What is Good to Eat? The Big Question of our Times
Andrea Santos Baca
PhD student in Economics at PPGE-UFF, Brazil. Selected honors include an OAS-GCUB fellowship and the first prize of “Premio Internacional de Investigación en Desarrollo Económico Juan F. Noyola 2012-2013”, by UNAM and UN-ECLAC. Other publications include works on water usage and contamination by agricultural activities, through Political Economics and Marxist theory perspectives.
Please cite the paper as:
Andrea Santos Baca, (2016), What is Good to Eat? The Big Question of our Times, World Economics Association (WEA) Conferences, No. 2 2016, Food and Justice, 5th November to 15th December 2016
Fernand Braudel points out the big centrality of food in the historical process of social constitution. When each human group in History delimited which natural objects were “good to eat” and which ones were not, that became one of the fundamental cultural act. Nowadays, food has gained a special centrality again, but it is a quite different one. 2008 has been named the Year of the Big Hunger but this was only one expression, perhaps the most terrible, of a bigger picture, consequence of a long list of problems that modern food systems have accumulated over the last century. Does the new centrality of food derived from its crises points to mankind’s current incapacity to provide sufficient and healthy food for everyone? It is not difficult to find evidence of this incapacity, as the current academic and public dispute about health effects of some foods, and the numerous and sometimes contradictory literature published. This state of confusion related to food doesn’t only concern rich consumers. In recent years, an issue related to possible future hazardous results of hunger-fighting programs in developing countries has emerged. In capitalist societies, who has the right to determine what’s is good to eat? Nutrition science? Social sciences? National and international food regulatory authorities? Consumer organizations? Individuals, through their free choice? In these conflictive, contradictory and messy state, identified as a situation of gastro-anomie, it is necessary to go deeper into the capitalist transformation of food relations, that is, the capitalist appropriation of the plants of civilization. This permits to identify the material conditions that gave rise to the increasing inability to define in Social sciences and in society as a whole what is good to eat. Food’s mercantile transformation, the abstraction process of its qualitative features and inner, essentially contradictory character, provides the conditions to understand capitalist shifts from a quality concern and questions addressing the substantive “what” and “why” to a concern about abstract quantity.

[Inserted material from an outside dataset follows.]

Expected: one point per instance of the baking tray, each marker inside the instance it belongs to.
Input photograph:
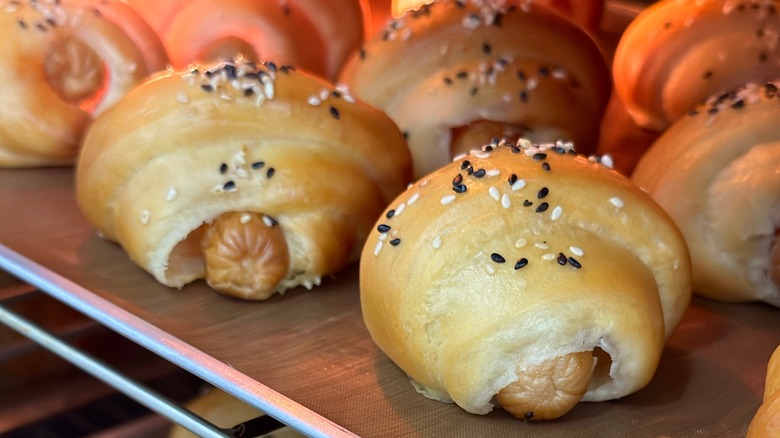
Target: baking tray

I recently heard the expression “Organization of Food Exporting Countries” in analogy to OPEC. In this organization Brazil will have a central position and, consequently, many implications for that country. Can you comment on this?

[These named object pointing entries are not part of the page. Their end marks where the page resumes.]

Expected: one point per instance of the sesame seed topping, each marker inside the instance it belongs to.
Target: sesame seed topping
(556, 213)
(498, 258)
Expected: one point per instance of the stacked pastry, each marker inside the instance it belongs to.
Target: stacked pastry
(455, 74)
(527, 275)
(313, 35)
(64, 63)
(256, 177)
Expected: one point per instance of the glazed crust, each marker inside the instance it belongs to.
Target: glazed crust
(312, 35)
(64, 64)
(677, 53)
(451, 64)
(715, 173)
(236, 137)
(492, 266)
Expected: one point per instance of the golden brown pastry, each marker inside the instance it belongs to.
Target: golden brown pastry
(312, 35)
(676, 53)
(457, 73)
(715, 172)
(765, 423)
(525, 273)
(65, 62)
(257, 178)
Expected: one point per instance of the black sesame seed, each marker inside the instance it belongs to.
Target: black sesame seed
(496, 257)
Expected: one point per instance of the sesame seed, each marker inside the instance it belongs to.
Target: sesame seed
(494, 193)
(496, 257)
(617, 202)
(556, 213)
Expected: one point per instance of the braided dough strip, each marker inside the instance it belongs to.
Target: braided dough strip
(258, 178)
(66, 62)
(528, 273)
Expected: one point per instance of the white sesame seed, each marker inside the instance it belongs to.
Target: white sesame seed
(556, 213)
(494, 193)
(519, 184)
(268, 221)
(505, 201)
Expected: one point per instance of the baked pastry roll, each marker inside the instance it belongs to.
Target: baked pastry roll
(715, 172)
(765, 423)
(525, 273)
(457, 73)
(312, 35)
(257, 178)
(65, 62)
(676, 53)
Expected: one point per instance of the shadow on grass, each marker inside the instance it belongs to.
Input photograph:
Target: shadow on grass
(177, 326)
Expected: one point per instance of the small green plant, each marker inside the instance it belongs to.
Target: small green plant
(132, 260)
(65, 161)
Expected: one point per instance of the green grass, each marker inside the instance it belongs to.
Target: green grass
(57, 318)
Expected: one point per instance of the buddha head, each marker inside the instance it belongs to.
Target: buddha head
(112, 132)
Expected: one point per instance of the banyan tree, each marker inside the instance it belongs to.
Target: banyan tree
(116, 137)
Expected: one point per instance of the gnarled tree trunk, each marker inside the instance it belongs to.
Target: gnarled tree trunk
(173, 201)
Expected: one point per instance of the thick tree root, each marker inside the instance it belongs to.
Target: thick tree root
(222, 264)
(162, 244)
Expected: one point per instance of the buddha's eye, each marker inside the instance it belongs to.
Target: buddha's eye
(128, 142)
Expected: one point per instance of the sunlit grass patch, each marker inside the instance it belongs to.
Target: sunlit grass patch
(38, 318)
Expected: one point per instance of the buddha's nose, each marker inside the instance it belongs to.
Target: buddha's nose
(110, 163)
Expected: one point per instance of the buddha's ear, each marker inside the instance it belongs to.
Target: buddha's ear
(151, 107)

Dear Pedro, unfortunately I do not have information about your specific concern. The only I can offered are some thoughts about this kind of practice. Already, the food world market is one of the most concentrated markets, with few-big exporters countries but specially concentrated by big corporations. Control of fuel market, with OPEC, had several effects on capitalist economies because the central role of energetic sources. But food, is not only central to capitalist system functioning, but for human life. In History, many times, food has been used as a war’s weapon. An “Organization of food Exporting Countries”, could be beneficial for some countries, maybe Brazil and USA, but certainly could be devastating for food dependent countries as Mexico. Not only in terms in economic performances but in life quality of millions of people. to my way of thinking food must cease to be considered a commodity.

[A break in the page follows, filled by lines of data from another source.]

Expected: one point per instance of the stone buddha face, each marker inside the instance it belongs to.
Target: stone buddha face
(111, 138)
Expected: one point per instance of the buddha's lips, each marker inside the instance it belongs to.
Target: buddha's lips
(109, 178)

What’s good to eat? FISH of course!!!
Well, yes fish in nutritional terms (?) but what I tried to explain in my paper is that what is good to eat is a very more complex question that involve concerns about social relations and our relation with nature. In fact, nowadays exist some evidence of the negative effects of European increased fish demand on marine ecosystems and on the seafood exporting countries.
Indeed, an industrial food system that views food as a commodity cannot provide the necessary quantity and quality of food for everyone and will never achieve food secutiry. Beyond Marx, which be other references you suggest to enlarge the food transition debate and to develop a different narrative for our food system?
Maria Alejandra Madi
Dear Maria, the question, I think, must not be what is beyond Marx but what could be beyond capitalist food relations. My intention to take Marx into food debate is precisely to suggest that new and renewal Marxists theory interpretations, for example those made from a Latin-American perspective, can be useful to (re)think food in our societies and to grasp what we are facing. A Marxist perspective is specially useful in front of false solutions, as techno-fix (as GMO`s against hunger or the Climate Smart Agriculture as climate change and food insecurity solution) but also in front of romantic solutions, as a idea of return to a past idealistic food relations. Obviously, is just a proposal and this is not the unique. In my text I recognized that the Food Regime Perspective has made important contributions to food’s debate from a critical point of view. Also here in Latin America have gained force some food sovereignty practices (As Barkin’s paper also suggest) based on peasant and indigenous practices and resistances.